Dolev, who earned his Ph.D. from the Weizmann Institute of Science in Israel, also serves as a consultant to various companies, including IBM where he was part of the team that designed the protocols for the air traffic control system used in America. He has more than 100 journal articles and refereed conferences to his credit, as well as a variety of other dissertations, book chapters, and patents. Dolev's research is in the areas of distributed algorithms, computer networks, reliability of distributed systems, parallel processing, synchronization primitives, protocols and security, as well as on the durability of distributed systems to faults and developing an absolute taxonomy for distributed algorithms.

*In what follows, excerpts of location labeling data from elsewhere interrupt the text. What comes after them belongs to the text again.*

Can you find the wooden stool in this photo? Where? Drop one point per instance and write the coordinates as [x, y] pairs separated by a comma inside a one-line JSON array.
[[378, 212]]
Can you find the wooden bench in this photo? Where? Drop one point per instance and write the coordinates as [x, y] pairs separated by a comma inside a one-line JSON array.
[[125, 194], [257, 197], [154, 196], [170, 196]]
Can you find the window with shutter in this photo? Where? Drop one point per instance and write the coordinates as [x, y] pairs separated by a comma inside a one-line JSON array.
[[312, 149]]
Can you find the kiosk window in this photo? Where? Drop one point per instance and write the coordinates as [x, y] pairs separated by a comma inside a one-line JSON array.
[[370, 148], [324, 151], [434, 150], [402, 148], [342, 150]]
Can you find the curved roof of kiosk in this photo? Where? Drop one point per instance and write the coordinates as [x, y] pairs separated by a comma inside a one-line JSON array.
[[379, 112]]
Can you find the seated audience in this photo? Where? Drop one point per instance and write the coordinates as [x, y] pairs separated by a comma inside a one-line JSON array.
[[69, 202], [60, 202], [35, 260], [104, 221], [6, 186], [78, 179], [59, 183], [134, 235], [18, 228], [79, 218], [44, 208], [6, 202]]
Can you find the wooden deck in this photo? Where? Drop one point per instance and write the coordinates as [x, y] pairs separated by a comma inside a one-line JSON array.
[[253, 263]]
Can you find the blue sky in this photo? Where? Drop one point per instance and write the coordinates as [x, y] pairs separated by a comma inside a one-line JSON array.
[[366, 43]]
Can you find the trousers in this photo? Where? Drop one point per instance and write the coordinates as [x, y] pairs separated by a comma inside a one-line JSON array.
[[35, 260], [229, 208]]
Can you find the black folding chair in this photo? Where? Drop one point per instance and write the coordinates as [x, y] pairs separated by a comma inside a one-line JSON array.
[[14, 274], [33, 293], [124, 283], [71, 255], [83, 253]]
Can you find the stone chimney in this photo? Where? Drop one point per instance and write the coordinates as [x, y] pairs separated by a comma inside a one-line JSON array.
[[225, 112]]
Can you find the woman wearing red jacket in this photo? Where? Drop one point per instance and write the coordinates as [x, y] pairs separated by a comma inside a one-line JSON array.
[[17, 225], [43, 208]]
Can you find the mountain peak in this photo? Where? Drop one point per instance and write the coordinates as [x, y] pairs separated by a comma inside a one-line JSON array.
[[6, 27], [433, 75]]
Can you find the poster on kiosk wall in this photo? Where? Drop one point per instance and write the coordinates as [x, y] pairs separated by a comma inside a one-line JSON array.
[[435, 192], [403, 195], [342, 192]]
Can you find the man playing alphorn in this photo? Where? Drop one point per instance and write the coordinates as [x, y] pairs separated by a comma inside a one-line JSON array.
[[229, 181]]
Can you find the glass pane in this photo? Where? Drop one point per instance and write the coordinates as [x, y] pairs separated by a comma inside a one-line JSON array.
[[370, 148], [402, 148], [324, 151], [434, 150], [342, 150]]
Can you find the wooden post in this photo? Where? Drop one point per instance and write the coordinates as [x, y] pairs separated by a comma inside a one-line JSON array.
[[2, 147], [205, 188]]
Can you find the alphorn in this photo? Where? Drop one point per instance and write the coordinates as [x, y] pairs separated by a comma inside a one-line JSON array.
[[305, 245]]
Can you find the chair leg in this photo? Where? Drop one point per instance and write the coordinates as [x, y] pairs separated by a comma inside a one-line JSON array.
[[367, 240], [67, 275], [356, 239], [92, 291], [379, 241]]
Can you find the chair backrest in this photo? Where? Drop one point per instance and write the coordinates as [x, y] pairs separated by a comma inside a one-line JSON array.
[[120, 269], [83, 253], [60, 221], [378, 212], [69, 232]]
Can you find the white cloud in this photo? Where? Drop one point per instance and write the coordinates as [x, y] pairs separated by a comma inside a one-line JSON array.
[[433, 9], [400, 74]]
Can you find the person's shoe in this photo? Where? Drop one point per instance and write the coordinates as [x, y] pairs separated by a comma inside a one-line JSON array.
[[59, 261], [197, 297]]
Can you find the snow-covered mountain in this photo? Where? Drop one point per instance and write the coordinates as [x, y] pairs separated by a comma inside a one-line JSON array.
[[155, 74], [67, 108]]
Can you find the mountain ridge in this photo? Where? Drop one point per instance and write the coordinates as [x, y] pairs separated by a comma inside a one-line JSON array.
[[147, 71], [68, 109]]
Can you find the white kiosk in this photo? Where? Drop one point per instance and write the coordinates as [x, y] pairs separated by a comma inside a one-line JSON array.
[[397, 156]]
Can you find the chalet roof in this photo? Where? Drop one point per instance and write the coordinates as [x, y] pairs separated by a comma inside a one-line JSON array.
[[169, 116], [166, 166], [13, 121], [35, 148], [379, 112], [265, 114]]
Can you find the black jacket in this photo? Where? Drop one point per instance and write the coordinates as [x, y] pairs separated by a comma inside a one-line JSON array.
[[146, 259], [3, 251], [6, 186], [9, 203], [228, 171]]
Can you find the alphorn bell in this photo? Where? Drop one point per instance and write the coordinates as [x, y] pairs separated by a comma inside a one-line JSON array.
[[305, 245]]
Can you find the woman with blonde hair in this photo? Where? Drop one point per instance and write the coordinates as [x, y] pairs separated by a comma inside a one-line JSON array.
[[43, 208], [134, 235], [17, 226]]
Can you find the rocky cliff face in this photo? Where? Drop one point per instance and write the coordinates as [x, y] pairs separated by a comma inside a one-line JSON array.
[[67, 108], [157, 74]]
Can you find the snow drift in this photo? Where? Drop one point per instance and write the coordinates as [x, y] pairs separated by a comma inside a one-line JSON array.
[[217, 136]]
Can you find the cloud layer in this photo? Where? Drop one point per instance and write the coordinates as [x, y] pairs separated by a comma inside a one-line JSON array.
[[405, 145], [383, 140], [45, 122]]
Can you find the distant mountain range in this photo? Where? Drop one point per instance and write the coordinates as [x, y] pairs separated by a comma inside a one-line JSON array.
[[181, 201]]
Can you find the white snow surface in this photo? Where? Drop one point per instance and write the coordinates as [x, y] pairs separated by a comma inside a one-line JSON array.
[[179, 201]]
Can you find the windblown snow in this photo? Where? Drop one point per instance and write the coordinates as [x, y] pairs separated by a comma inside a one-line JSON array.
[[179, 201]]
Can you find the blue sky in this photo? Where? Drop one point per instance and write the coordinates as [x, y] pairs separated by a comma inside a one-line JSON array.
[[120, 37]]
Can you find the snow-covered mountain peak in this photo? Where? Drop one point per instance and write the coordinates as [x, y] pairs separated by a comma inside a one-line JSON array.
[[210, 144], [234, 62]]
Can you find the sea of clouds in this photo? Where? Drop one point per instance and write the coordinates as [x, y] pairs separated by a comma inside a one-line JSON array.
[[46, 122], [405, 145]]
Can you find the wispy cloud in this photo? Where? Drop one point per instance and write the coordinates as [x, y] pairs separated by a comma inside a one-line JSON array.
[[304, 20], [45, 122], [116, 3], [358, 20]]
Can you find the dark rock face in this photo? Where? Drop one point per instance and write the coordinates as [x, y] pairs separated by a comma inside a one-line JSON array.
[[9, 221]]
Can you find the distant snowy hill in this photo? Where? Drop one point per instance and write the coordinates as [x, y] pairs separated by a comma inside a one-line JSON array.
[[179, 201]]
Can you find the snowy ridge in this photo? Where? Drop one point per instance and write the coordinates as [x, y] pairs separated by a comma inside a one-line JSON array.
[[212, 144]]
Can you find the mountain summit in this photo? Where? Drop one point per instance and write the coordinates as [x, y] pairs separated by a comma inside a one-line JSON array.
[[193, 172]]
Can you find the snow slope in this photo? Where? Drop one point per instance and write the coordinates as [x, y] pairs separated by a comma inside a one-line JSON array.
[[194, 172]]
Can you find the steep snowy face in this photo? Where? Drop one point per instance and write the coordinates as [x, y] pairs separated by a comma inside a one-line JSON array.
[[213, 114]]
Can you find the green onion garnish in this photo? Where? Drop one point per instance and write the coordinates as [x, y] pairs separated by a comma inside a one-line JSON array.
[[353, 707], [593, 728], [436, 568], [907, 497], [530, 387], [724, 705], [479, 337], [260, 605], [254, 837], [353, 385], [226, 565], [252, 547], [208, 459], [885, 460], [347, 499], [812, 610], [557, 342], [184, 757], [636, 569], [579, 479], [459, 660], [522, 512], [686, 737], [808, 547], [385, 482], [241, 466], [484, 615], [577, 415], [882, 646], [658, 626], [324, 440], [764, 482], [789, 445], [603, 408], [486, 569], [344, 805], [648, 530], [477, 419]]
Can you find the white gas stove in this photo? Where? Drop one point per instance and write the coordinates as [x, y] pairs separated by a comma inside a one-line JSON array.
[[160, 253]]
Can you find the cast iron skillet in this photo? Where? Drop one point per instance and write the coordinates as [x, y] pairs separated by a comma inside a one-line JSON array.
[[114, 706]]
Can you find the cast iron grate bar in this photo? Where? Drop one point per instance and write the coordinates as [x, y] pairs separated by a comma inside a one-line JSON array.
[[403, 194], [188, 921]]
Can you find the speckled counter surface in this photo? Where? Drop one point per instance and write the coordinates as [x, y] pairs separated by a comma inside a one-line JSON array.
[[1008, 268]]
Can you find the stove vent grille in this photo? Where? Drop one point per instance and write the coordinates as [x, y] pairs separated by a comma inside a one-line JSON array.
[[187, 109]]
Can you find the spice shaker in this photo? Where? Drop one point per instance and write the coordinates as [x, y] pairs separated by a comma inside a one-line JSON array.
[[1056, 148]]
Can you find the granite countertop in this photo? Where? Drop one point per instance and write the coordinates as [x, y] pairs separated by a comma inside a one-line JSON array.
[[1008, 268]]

Dolev's interest in fault tolerance was sparked in the early 1980s at Stanford where he was serving as a postdoc and participated (at SRI) in one of the world's first fault tolerance projects that addressed the worst case scenario. Sponsored by NASA, the project considered the consequences and options when machinery in space fails to function.
"What if all the memory is erased?" Dolev said. "What can be done to recover and stabilize the system so that it will begin functioning again? Twenty years ago, we were dependent on electricity. If you went to the bank and the electricity was out, you couldn't complete a transaction. Today, we are dependent on computers. If you go to the bank, and the computers are down, you leave empty-handed. Computers are not that reliable yet, and hackers are continually trying to control networks. Because our dependence on computers extends to many necessary functions, including driving cars and flying airplanes, it's critical that we understand how to improve their reliability and robustness."